По словам историка немецкой революции 1848 года, «мир, над которым нависла гигантская тень революции, уже не может быть нормальным миром» ( Sladelmann:19). Политическое имя этой «тени» хорошо известно — с него начинается один из самых красноречивых манифестов эпохи, явившийся в том же январе 1848 года, что и статья Жуковского. Европа того времени — настоящий «дом с привидениями»: в их «форму» облачались бесчисленные слухи о грядущей войне, о голоде, бунтах и тайных обществах. Иначе говоря, «привидения» в конце 1840-х годов — яркий факт общественного сознания, символ, обозначающий нечто ужасное, что неумолимо приближается и от чего невозможно скрыться.
Можно сказать, что привидения «воплотились» в самую реальность, и вместо вопроса, существуют ли бесплотные духи, перед напуганными современниками вставал вопрос: а существует ли наш неверный, непонятный и страшный мир? что же существует на самом деле? Обращение Жуковского к теме привидений в такую эпоху представляется вполне закономерным. «Народы и империи, их начало, величие и разрушение, и весь род человеческий, не иное что, как призраки, — утверждал он в статье „О происшествиях 1848 года“, написанной в том же году, что и статья о привидениях, — одно посреди их существенно и живо: бессмертная душа наша» ( Жуковский 1902:X, 111).

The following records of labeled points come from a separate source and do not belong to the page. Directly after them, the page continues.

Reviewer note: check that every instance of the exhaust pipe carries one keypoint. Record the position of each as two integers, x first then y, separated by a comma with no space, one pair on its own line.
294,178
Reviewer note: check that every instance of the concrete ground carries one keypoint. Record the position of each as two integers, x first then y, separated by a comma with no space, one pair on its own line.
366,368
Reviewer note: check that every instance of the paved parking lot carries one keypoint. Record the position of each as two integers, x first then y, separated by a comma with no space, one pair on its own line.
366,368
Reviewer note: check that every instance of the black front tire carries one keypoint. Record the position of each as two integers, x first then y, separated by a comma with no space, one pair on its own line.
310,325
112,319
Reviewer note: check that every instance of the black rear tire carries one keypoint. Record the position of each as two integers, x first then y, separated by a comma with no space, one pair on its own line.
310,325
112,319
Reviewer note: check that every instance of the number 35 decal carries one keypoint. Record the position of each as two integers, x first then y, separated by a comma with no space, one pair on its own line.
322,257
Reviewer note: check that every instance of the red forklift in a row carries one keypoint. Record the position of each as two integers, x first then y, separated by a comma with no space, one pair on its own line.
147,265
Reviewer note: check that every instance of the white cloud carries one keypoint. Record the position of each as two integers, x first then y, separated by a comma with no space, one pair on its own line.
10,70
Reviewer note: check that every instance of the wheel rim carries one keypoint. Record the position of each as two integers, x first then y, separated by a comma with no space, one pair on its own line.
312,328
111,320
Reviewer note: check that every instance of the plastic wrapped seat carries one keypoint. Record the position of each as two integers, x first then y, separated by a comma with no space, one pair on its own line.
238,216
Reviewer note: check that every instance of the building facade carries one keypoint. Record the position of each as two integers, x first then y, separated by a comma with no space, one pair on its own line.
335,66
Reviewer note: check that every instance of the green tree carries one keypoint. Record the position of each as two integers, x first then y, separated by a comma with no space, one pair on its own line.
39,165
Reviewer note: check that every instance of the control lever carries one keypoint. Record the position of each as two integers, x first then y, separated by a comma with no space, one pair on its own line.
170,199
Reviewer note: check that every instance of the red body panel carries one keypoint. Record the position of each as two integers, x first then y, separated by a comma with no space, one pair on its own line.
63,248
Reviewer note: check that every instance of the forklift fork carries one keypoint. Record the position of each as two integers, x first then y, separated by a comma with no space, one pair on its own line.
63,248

Совершенно очевидно, что во второй половине 1840-х годов Жуковским владели эсхатологические предчувствия. Современная история представлялась ему последней битвой сил зла («демоны» революции, « дух тьмыв мечтах земли развратных») и добра (« одинокие проповедники святыни»), и он был убежден, что раскол проходит в политической истории точно так же, как и в душе каждого отдельного человека, и в поэзии, эту душу выражающей. Стилистика поздних публицистических сочинений поэта напоминает стилистику апокалиптических произведений времен европейских войн 1800–1810-х годов, так что в старости он как бы возвращается к тем настроениям, которые он и его ровесники пережили в юности. Надежда, как и тогда, возлагается на «святую Русь», ее императора и святое Провидение [220] . Между тем постоянным мотивом переписки поэта конца 1840-х годов является признание современных событий жалкой пародией на Великую революцию и ее последствия, вырождением и опошлением грандиозных (хотя и губительных) идей прошлого. Современная Европа предстает здесь как мир духовного запустения («прах и гниль», «мефитическое зловоние» и т. п.), предшествующего, согласно откровению, появлению Мессии.
220
А. О. Смирнова вспоминала, что в тот грозный год, «когда Лассаль и подобные подлецы курили и произносили страшные речи», Жуковский спасался or неистовства черни во франкфуртском соборе ( Смирнова 1929:260).